Embolies systémiques surtout lors de la régularisation. Intérêt de l'écho transœsophagien pour visualiser un thrombus dans l'auricule gauche.
 
Régularisation d'une fibrillation auriculaire
La crise de tachyarythmie paroxystique :
héparine 40 000 I.V.
une ampoule de Cédilanide® intraveineuse (sauf en cas de Wolf-Parkinson-White : Cordarone® I.V.)
ou bien Tildiem® I.V. en association avec Cordarone® I.V.
 
Traitement d'entretien en fonction de l'étiologie.
Régularisation d'une fibrillation auriculaire chronique
 

La préparation : le traitement anticoagulant
La réduction par traitement médical :
La réduction par choc électrique : 300 à 400 Joules sous anesthésie générale. Efficacité : 80 à 90 % des cas.
Traitement d'entretien : prévient les rechutes de fibrillation auriculaire :
soit Flécaïne® : 1/2 comprimé à 8 h et 20 h, si la fonction ventriculaire gauche est bonne et s'il n'existe pas de séquelle d'infarctus
soit Quinidine :
Longacor® : 2 gélules matin et soir
Sérécor® : 1 comprimé matin et soir.
Inconvénient : diarrhée.
soit Rythmodan® à libération prolongée : 1 gélule matin et soir.
Inconvénients : rétention d'urine en cas d'adénome prostatique, troubles de l'accommodation.
soit Cordarone® ou Cipralan® ou Rythmol®
Traitement curatif en cas de Wolf-Parkinson-White : ablation du faisceau de KENT par voie endocavitaire (radiofréquence).
 
Évolution à long terme
La fibrillation auriculaire tend à rechuter malgré les traitements.
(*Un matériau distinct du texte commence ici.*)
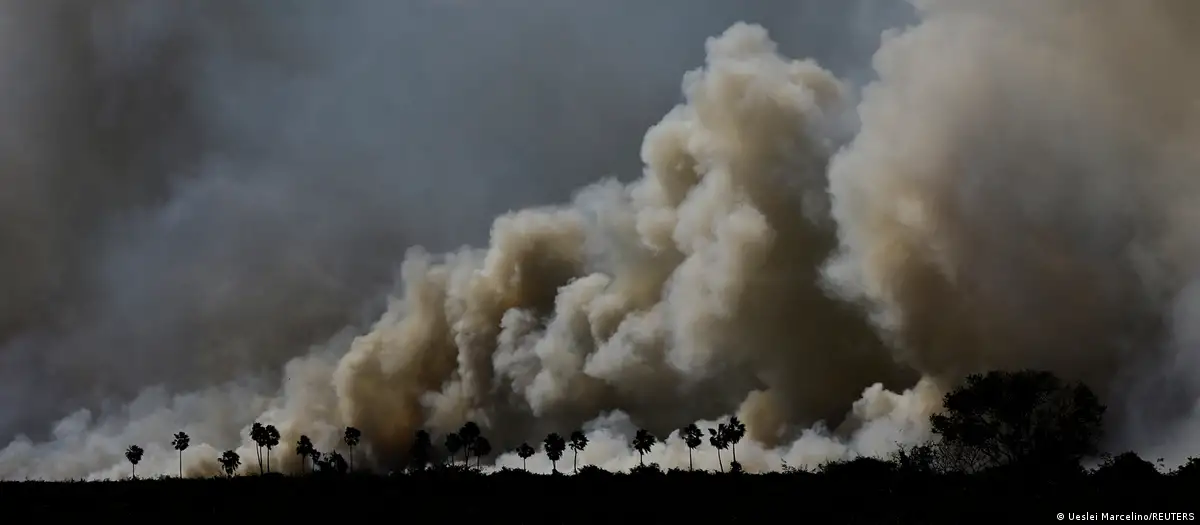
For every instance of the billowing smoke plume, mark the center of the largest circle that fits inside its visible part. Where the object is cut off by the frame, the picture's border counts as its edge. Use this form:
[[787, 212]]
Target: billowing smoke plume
[[1011, 192]]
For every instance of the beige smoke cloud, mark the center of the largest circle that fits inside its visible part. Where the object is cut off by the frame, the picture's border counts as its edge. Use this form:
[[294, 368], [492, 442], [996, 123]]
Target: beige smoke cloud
[[1018, 195]]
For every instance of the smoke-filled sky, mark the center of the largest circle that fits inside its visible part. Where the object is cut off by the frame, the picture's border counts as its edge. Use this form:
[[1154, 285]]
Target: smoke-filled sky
[[409, 215]]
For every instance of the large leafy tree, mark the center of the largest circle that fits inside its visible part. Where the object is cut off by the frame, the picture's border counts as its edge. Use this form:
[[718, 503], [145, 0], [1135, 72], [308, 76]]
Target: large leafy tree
[[304, 450], [419, 454], [180, 442], [133, 453], [579, 442], [525, 452], [693, 438], [555, 446], [229, 462], [1018, 417], [352, 436], [642, 442]]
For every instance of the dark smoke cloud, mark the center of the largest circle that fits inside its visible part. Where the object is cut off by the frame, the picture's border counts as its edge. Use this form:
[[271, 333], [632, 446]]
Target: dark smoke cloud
[[196, 193]]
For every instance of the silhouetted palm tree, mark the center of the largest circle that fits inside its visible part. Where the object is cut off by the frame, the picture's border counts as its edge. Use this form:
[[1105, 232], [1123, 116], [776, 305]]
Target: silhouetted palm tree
[[717, 439], [525, 451], [483, 447], [229, 462], [273, 440], [454, 444], [352, 438], [258, 435], [419, 454], [180, 444], [642, 442], [693, 438], [579, 442], [304, 450], [555, 446], [315, 457], [468, 434], [133, 453], [334, 463], [733, 433]]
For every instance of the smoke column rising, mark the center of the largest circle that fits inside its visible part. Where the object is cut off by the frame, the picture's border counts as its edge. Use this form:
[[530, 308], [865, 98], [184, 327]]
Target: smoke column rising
[[1011, 192]]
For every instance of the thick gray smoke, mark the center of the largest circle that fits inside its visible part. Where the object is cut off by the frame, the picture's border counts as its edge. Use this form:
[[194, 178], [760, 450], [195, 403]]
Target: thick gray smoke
[[198, 192], [1012, 191]]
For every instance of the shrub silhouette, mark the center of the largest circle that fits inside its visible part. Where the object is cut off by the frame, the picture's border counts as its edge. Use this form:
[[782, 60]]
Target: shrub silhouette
[[1008, 417]]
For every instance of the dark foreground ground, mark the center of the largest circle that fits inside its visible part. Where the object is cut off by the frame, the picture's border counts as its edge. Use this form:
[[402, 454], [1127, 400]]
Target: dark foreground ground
[[852, 495]]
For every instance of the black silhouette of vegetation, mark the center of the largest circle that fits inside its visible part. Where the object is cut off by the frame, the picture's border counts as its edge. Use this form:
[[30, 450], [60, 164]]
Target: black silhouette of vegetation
[[1009, 447], [525, 452], [351, 436], [180, 444], [419, 453], [133, 453], [305, 451], [229, 463], [555, 446], [454, 444], [642, 442], [579, 442]]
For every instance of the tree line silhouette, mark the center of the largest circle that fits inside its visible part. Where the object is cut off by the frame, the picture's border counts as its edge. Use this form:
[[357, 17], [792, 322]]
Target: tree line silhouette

Lorsqu'elle est installée définitivement : traitement anticoagulant (antivitamines K) + Digoxine ± Cordarone®
 
FLUTTER AURICULAIRE
Définition, pathogénie
Mouvement circulaire de dépolarisation autour de l'orifice des veines caves : macro-réentrée, dont la fréquence est de 300/mn.
 
Aspect électrocardiographique : onde F en dents de scie à 300/mn. Négativité prédominante en DII DIII VF. Pas de retour à la ligne isoélectrique dans ces dérivations.
La fréquence de la réponse ventriculaire est un sous-multiple de 300 : 150, 100, 75 /mn.
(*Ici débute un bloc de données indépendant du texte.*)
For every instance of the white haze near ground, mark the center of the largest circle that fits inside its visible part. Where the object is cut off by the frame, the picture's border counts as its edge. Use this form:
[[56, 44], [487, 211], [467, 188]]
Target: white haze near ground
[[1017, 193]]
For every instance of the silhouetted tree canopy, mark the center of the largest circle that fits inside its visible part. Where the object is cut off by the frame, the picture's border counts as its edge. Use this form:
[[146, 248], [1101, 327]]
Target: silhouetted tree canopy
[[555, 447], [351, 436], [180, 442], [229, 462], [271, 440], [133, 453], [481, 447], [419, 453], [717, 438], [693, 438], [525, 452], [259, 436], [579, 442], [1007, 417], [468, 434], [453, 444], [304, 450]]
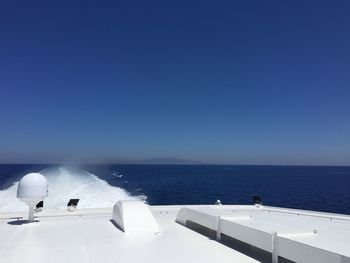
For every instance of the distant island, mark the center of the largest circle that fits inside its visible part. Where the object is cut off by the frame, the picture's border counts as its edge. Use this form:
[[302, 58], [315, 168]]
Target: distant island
[[168, 160]]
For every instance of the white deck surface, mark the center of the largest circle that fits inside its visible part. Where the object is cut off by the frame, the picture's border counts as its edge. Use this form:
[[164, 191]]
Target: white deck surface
[[325, 231], [92, 237]]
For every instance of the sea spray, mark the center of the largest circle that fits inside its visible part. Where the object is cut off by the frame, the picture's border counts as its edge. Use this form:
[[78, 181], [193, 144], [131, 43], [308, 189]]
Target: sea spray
[[66, 183]]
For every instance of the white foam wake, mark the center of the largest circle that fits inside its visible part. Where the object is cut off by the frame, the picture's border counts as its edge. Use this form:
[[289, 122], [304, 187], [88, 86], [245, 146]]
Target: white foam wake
[[65, 184]]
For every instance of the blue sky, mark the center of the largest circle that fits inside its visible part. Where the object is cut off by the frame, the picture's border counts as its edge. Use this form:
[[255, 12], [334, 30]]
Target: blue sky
[[249, 82]]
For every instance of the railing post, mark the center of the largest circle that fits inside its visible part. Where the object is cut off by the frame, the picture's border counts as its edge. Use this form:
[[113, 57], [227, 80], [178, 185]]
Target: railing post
[[274, 247], [218, 228]]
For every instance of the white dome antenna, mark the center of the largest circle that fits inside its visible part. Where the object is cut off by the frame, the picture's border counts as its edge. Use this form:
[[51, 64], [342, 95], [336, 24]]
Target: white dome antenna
[[32, 189]]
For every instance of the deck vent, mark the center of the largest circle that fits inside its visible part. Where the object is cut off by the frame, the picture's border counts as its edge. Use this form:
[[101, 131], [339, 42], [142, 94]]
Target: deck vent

La compression carotidienne ralentit la fréquence ventriculaire et démasque les ondes F.
 
Flutter auriculaire
 
Flutter auriculaire
 
Signes cliniques : dyspnée d'effort croissante.
 
Étiologie : cardiopathie hypertensive ou coronarienne, rétrécissement mitral, poussée d'insuffisance respiratoire, communication interauriculaire, Wolf-Parkinson-White.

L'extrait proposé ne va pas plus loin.